Kristine Potter
Tuesday, 9 November 2010
Work from The Thin Gray Line.
“The Gray Line, Kristine Potter’s first solo exhibition at Daniel Cooney Fine Art, culls from images made during the last four years as she has been mining her complex feelings toward the military, a subject which she has long, familial connection. For many generations most of the men in her family earned their living and defined their purpose as military officers. Growing up in this military culture, Potter’s childhood was saturated with orderliness, hierarchy, patriotism and a certain knowledge of “the enemy”. Being a child (and adult) interested in nuance, culture, progressive ideas and non-conformity, she was often at odds with the governing forces in her life.

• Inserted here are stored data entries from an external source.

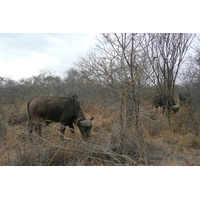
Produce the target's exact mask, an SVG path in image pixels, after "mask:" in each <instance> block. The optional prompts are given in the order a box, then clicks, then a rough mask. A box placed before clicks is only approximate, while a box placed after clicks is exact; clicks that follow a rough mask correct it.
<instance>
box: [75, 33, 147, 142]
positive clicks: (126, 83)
mask: <svg viewBox="0 0 200 200" xmlns="http://www.w3.org/2000/svg"><path fill="white" fill-rule="evenodd" d="M144 36H145V35H144V34H137V33H132V34H126V33H121V34H116V33H115V34H107V33H106V34H101V37H99V38H98V41H99V43H98V44H97V46H96V48H95V51H94V50H93V51H91V52H90V53H89V55H88V57H87V58H81V59H80V60H79V62H78V63H77V65H78V66H79V67H81V68H84V69H87V71H88V75H89V76H91V77H92V76H93V77H95V80H96V81H98V82H99V83H101V84H102V85H104V86H105V87H110V88H111V89H112V90H114V91H115V92H117V94H118V98H119V99H118V103H119V120H120V135H121V140H123V137H124V134H125V132H126V129H127V127H129V128H130V127H131V129H132V130H133V132H134V133H135V134H136V135H139V134H138V133H139V113H140V101H141V97H140V91H141V88H142V85H143V80H144V79H143V78H144V76H143V75H144V67H146V63H145V62H146V60H145V58H144V53H143V52H144V51H143V49H144V45H143V44H144V39H145V37H144Z"/></svg>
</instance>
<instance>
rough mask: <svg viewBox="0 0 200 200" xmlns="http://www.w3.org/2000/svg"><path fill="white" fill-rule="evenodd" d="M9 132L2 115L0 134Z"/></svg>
mask: <svg viewBox="0 0 200 200" xmlns="http://www.w3.org/2000/svg"><path fill="white" fill-rule="evenodd" d="M6 133H7V129H6V126H5V123H4V120H3V118H2V117H1V116H0V136H2V135H5V134H6Z"/></svg>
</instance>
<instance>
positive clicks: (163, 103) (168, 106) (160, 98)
mask: <svg viewBox="0 0 200 200" xmlns="http://www.w3.org/2000/svg"><path fill="white" fill-rule="evenodd" d="M175 105H176V103H175V101H174V99H173V97H172V96H169V95H166V94H164V95H159V96H155V97H154V101H153V106H154V107H155V108H158V107H161V108H163V112H164V111H165V109H166V108H167V109H172V107H173V106H175Z"/></svg>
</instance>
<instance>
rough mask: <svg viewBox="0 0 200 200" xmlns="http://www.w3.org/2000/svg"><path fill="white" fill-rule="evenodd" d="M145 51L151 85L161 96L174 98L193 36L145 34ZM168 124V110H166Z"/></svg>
mask: <svg viewBox="0 0 200 200" xmlns="http://www.w3.org/2000/svg"><path fill="white" fill-rule="evenodd" d="M146 36H147V37H146V38H147V40H146V44H147V43H148V47H147V48H146V49H145V50H146V54H147V55H148V59H149V65H150V67H151V70H152V72H151V76H150V79H151V80H152V82H153V84H154V85H155V87H156V89H157V91H158V92H159V93H160V94H161V95H163V94H167V95H168V96H172V97H173V96H174V87H175V82H176V79H177V75H178V72H179V69H180V67H181V65H182V64H183V62H184V59H185V55H186V53H187V51H188V49H189V47H190V45H191V42H192V40H193V37H194V35H193V34H189V33H157V34H147V35H146ZM167 113H168V121H169V122H170V109H169V108H168V112H167Z"/></svg>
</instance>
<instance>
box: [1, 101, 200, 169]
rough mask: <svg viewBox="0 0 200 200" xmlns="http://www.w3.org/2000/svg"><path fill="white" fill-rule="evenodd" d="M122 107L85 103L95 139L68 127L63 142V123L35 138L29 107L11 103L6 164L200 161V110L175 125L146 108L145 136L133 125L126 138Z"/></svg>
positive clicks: (152, 162)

She says of her childhood, “True respect aside, I struggled to understand war and how one could take command to engage… I wanted to understand the organization of violence and power, and I yearned to humanize the tough exteriors of these men against all of the anxieties I felt when thinking of their jobs and of their structure.”
Despite the long line of military men in Potter’s family, her generation has declined to enroll, ending the long lineage.
Continuing her interest in large format portraiture, Kristine has garnered access to West Point Military Academy, an Academy that has trained a number of men in her family and has produced a greater number of high-ranking officers and politicians than any other U.S. military academy. She uses a view camera to produce images of cadets that explore ideas about masculinity, expectation, allegiance, sexuality, vulnerability and death, catching them before they are fully formed soldiers and officers. While traditional portraiture of soldiers serves to show their achievements, excellence and their sense of duty, Potter’s images describe the complicated psychologies under their developing personas. She extracts something uniquely emotional about each cadet while also imposing upon the images certain reservations and attractions she has about soldiers in training. The resulting images balance between the languages of the documentary and of the staged with an effect that provides a compelling counterweight to live-feed coverage of our wars and of traditional military portraiture.” – WIPNYC.